Rate hikes everywhere
Crushing inflation (and the economy)
Interest rates have increased nearly everywhere. They increased by 75bps in the US, UK, and Europe and by 25bps in Australia. The clear goal is to address inflation. Let’s look at some of the major happenings:
Federal Reserve
The Federal Reserve increased rates by 75bps at its November meeting. The market had largely anticipated this rate hike. And, indeed, the stock market increased modestly during the start of the trading day. However, the market reacted negatively to Jerome Powell’s speech. Why?
The market’s main concern is that Jerome Powell appears to have become more hawkish. He indicated that the overarching goal is to lower inflation to 2%. He appeared indifferent towards whether this increased unemployment, which is implicit in lower economic growth. He appeared miffed at the possibility that stock prices might increase and financial conditions might loosen. Chair Powell noted that the Federal Reserve has ‘some ways to go’ in its rate high course, suggesting continued aggression and a higher Fed Funds rate than initially anticipated.
Reserve Bank of Australia (RBA)
The RBA increased its policy rate by 25 bps. This takes the cash rate to 2.85%. This is relatively low compared with other countries. However, there are several key differences between Australia’s situation and that of other locations:
Australia’s inflation rate is lower than that of peer nations. CPI inflation in Australia is measured quarterly and was 7.3% in September. While the RBA has flagged a possible increase to 8%, this is still below the US (8.2%), Europe (10.7%) and the UK (10.1%).
Australia’s debt exposure is different, especially for consumers. In the US, mortgages are often 20-to-30 year fixed rate mortgages. Many refinanced to low rates during 2020 and 2021. This insulates borrowers from rate increases. By contrast, mortgages are generally variable in Australia, with only a short-term fixed rate period available. Many fixed rate mortgages will shift to variable rates in 2023. Australian mortgages often tend to be larger than US mortgages. Thus, a similar rate hike has a larger impact in Australia than it does in the US.
Australia had different fiscal stimulus from the US. In Australia, fiscal ‘stimulus’ was primarily to offset lockdowns. It did not generally make consumers wealthier than they would otherwise be. By contrast, in the US, lockdowns were less punishing and stimulus came in the form of cash payments. This created a greater cash buffer.

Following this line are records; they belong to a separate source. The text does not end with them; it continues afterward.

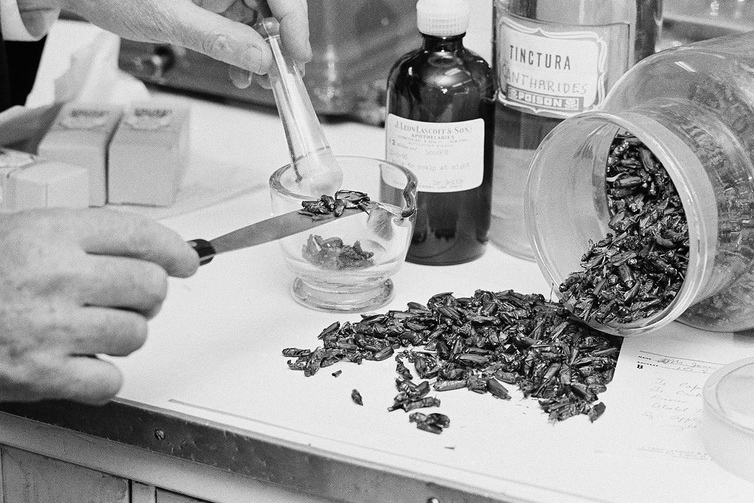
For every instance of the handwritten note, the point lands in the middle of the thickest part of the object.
(659, 380)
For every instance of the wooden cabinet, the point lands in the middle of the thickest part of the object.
(30, 478)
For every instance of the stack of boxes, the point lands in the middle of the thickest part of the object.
(94, 155)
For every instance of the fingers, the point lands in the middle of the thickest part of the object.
(106, 232)
(87, 380)
(294, 27)
(219, 37)
(96, 330)
(59, 364)
(123, 283)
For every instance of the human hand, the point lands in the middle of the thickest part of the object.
(74, 284)
(217, 28)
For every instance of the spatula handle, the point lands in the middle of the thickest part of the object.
(204, 249)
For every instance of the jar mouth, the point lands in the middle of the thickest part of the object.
(570, 164)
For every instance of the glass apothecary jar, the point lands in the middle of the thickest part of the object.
(693, 107)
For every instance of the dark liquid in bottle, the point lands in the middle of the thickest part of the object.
(444, 82)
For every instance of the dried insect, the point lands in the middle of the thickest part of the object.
(524, 341)
(636, 270)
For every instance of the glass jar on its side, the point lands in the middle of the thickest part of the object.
(693, 107)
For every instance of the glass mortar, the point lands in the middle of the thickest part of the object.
(351, 289)
(693, 107)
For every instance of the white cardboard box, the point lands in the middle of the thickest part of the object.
(80, 135)
(28, 182)
(148, 154)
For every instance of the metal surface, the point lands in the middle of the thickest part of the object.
(271, 229)
(262, 458)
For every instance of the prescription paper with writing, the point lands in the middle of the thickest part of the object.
(659, 379)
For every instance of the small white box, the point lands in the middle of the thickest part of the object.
(148, 154)
(28, 182)
(80, 135)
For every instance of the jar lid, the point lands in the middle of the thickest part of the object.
(728, 417)
(442, 18)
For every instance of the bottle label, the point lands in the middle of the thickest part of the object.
(444, 156)
(84, 118)
(555, 70)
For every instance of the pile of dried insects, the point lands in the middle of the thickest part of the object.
(333, 206)
(638, 268)
(479, 343)
(333, 254)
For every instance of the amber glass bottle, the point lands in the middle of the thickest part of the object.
(440, 124)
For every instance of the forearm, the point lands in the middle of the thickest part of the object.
(27, 20)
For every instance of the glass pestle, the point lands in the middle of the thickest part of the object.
(315, 165)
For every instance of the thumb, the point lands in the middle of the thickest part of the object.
(220, 38)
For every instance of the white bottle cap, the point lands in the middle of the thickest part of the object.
(442, 18)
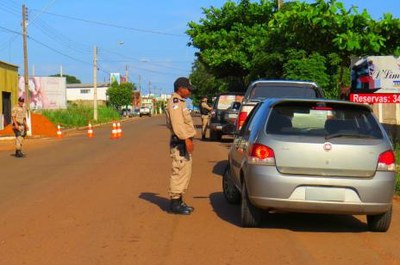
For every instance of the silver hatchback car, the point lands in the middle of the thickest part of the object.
(312, 156)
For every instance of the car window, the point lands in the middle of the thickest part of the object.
(249, 124)
(225, 101)
(335, 120)
(260, 92)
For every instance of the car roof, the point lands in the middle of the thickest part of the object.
(292, 82)
(230, 93)
(276, 101)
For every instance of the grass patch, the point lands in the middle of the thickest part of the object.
(78, 115)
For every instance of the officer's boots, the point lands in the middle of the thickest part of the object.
(177, 207)
(190, 208)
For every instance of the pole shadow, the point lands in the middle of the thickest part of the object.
(154, 198)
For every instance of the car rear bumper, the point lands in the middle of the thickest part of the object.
(223, 128)
(268, 189)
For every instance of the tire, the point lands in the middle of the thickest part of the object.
(213, 135)
(380, 222)
(250, 215)
(231, 193)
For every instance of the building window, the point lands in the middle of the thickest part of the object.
(85, 91)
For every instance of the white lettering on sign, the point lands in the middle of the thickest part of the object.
(375, 98)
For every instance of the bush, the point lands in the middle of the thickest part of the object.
(78, 115)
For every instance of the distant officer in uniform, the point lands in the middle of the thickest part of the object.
(180, 122)
(20, 127)
(205, 116)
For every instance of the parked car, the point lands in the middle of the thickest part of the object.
(262, 89)
(136, 112)
(145, 110)
(312, 156)
(218, 123)
(126, 113)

The rate increases nevertheless have had a negative impact on property prices. They have reduced the price people can afford to pay for properties, and cooled the property market, which had increased significantly during 2020 and 2021.

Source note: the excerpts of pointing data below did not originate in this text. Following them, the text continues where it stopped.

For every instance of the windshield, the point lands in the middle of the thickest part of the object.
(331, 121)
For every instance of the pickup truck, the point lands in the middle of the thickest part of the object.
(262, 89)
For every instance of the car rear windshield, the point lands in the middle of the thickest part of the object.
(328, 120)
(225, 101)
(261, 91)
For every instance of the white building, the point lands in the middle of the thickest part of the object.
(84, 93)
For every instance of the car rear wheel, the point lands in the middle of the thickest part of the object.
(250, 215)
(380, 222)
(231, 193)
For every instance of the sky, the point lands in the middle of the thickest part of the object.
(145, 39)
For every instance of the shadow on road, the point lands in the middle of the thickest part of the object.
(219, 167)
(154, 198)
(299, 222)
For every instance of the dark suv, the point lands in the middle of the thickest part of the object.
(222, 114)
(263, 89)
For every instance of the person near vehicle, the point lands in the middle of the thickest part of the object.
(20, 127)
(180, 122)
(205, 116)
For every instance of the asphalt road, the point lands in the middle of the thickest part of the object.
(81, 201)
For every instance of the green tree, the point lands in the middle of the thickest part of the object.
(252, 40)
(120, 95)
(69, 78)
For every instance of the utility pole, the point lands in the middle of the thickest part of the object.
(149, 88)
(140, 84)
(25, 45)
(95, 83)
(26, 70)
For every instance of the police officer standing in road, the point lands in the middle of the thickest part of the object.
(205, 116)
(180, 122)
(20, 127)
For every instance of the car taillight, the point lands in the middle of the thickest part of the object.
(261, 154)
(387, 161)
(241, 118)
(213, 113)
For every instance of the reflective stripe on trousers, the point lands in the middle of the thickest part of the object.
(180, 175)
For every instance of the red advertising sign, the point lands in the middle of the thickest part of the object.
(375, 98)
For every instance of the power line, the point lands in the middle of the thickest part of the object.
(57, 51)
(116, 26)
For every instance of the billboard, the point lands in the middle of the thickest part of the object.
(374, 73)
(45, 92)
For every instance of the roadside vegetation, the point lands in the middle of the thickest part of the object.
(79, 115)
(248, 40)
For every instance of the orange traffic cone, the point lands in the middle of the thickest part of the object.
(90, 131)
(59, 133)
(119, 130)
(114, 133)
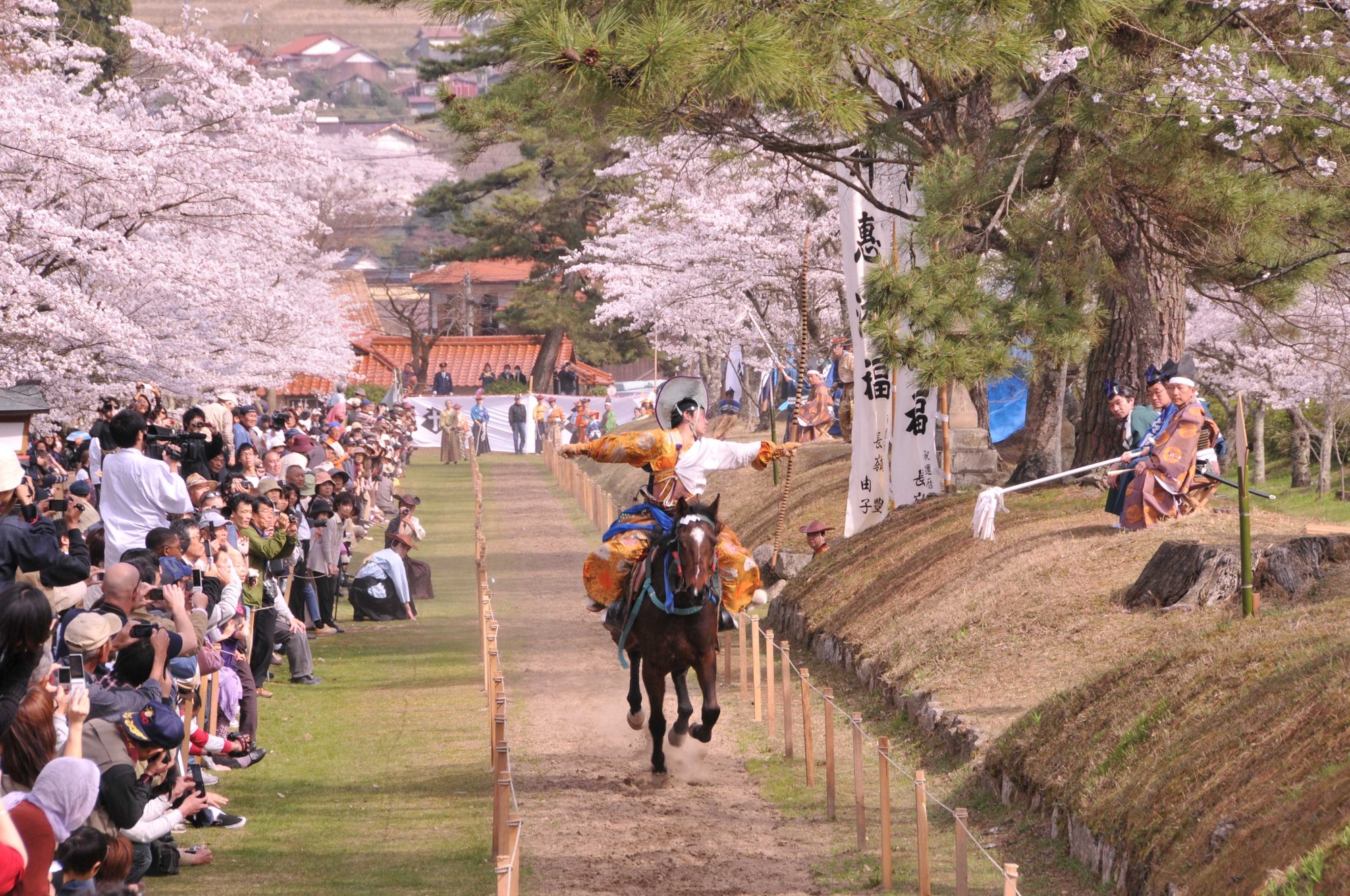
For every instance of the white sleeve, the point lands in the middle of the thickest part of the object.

Bank of England: United Kingdom
The Bank of England increased the policy rate by 75bps to 3%. This is the largest rate hike in decades. This is to address soaring inflation of 10.1%. This was especially the case for food and energy. The rate hike was part anticipated.
The Bank of England also flagged that inflation will remain elevated and a recession could be prolonged into 2023 and 2024, with only slow GDP growth thereafter. This caused the pound to fall significantly.
European Central Bank (ECB)
The ECB increased rates by 75bps. European inflation is running at 10.7%, with several member countries seeing inflation above 20%. Europe faces greater challenges than do the US and Australia. Europe’s economic growth appears likely to slow significantly: GDP only increased 0.2% last quarter. While this was higher than expectations (0.1% Q/Q) it is lower than the prior reading (0.8% Q/Q).
The ECB is thus hiking into weakness. This weakness appears likely to worsen. Jamie Dimon – the CEO of JPMorgan Chace – has indicated that the EU is likely already in a recession or will be soon. High energy costs, an over-reliance on gas stockpiles, and increasing food costs appear set to reduce European economic growth.